Internet Hoax Takes Aim at Shell’s Arctic Plan

Environmental activists staged an elaborate internet hoax this week in protest of Shell’s plans to drill in Arctic waters off Alaska, fooling thousands of viewers including some media outlets.

The hoax started with a video purporting to show a public relations event hosted by Shell at the Space Needle in Seattle, where the ice-class drilling barge Kulluk and drillship Noble Discoverer are docked awaiting deployment to Alaska.

In the video, shot with a shaky camera phone, an elderly woman attempts to get a drink from a miniature dispenser designed to look like a drilling rig. As she struggles to pour the drink, the dispenser malfunctions and spews brownish liquid all over the horrified woman.

“Turn it off!” demands one of the actors portraying a Shell official. “I can’t turn it off!” another responds.

The fake video, entitled #ShellFAIL, was posted on the front page of popular internet site Reddit and was linked to and tweeted repeatedly, reportedly hitting the number two slot on YouTube’s most-watched videos on Thursday. It was followed up by an emailed “press release”, which was also fake, sent to many media outlets on behalf of Shell.

The fake press release claimed that Shell was considering legal action against the “unknown” activists behind the video. It falsely quoted a (fake) Shell spokesman as saying: “Activist groups are becoming increasingly desperate in their attempts to block our federally approved right to drill in the Arctic, and are resorting to ever more underhanded tactics.”

Several media organisations (not Upstream) were duped by the hoax and have since issued corrections.

Environmental group Greenpeace, media specialists Yes Lab and activists with the Occupy Wall Street movement claimed responsibility for the hoax.

“This experience shows that a few energised people can compete with the billions that Shell spends on advertising and lobbying,” said Greenpeace’s James Turner, who played the role of aShell official in the video.
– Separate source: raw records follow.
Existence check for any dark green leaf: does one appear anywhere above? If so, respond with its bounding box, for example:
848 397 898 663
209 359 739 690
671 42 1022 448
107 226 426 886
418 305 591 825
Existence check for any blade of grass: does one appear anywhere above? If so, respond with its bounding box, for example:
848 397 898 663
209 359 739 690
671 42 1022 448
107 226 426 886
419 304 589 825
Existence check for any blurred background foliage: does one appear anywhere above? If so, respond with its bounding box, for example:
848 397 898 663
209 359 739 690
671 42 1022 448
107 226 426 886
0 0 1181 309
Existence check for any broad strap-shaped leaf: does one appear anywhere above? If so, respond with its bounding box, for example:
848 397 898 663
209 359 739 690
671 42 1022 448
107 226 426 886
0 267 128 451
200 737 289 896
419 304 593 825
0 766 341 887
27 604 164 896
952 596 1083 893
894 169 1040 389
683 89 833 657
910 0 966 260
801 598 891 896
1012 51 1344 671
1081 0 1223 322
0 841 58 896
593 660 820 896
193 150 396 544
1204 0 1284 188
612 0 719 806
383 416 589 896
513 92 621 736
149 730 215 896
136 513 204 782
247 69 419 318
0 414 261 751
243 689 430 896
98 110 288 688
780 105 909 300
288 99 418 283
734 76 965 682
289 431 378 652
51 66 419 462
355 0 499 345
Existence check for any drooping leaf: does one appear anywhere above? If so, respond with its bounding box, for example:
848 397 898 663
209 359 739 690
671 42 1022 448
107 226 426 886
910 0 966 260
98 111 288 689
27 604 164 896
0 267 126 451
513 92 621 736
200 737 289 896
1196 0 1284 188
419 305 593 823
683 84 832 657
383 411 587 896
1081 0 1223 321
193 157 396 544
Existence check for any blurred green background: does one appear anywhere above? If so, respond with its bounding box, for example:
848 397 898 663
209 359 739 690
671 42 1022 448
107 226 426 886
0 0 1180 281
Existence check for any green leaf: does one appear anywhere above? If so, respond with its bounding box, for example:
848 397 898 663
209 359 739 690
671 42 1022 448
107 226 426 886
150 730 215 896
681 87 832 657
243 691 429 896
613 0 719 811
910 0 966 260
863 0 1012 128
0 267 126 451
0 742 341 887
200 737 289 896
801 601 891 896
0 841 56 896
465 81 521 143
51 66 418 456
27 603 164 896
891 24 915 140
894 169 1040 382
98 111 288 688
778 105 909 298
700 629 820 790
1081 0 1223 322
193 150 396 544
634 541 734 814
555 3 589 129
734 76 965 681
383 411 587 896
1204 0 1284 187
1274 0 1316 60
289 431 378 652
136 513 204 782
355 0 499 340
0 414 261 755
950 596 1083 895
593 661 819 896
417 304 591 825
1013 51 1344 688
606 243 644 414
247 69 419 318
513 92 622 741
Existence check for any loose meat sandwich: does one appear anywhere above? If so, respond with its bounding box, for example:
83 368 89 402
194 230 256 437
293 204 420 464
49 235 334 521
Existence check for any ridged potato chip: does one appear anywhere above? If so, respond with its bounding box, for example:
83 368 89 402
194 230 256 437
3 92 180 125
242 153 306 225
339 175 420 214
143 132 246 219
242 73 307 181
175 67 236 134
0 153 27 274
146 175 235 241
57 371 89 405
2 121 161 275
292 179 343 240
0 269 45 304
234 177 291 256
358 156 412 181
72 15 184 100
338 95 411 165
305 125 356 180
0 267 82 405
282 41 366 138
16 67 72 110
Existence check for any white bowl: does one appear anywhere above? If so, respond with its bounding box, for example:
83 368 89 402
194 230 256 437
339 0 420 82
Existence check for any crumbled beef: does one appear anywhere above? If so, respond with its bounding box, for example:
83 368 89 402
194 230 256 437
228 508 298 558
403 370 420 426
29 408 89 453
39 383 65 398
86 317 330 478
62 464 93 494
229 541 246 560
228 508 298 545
Shell later issued a real statement on the hoax: “Recently groups that oppose Shell’s plans in offshore Alaska have posted a video that purports to show Shell employees at an event at the Seattle Space Needle.  Shell did not host, nor participate in an event at the Space Needle and the video does not involve Shell or any of its employees. A fake press release claiming that Shell is considering legal action following the launch of the video was also distributed to the media.

“We continue to focus on a safe exploration season in 2012.”   

Shell spokeswoman Kelly op de Weegh (actually) added: “We are more focused on this year’s responsible exploration programme, providing new jobs, and gathering data on the energy resource available offshore Alaska. We’re ramping up to the drilling season and focused on doing that safely.”

On Friday, the activists released a behind-the-scenes video of the hoax.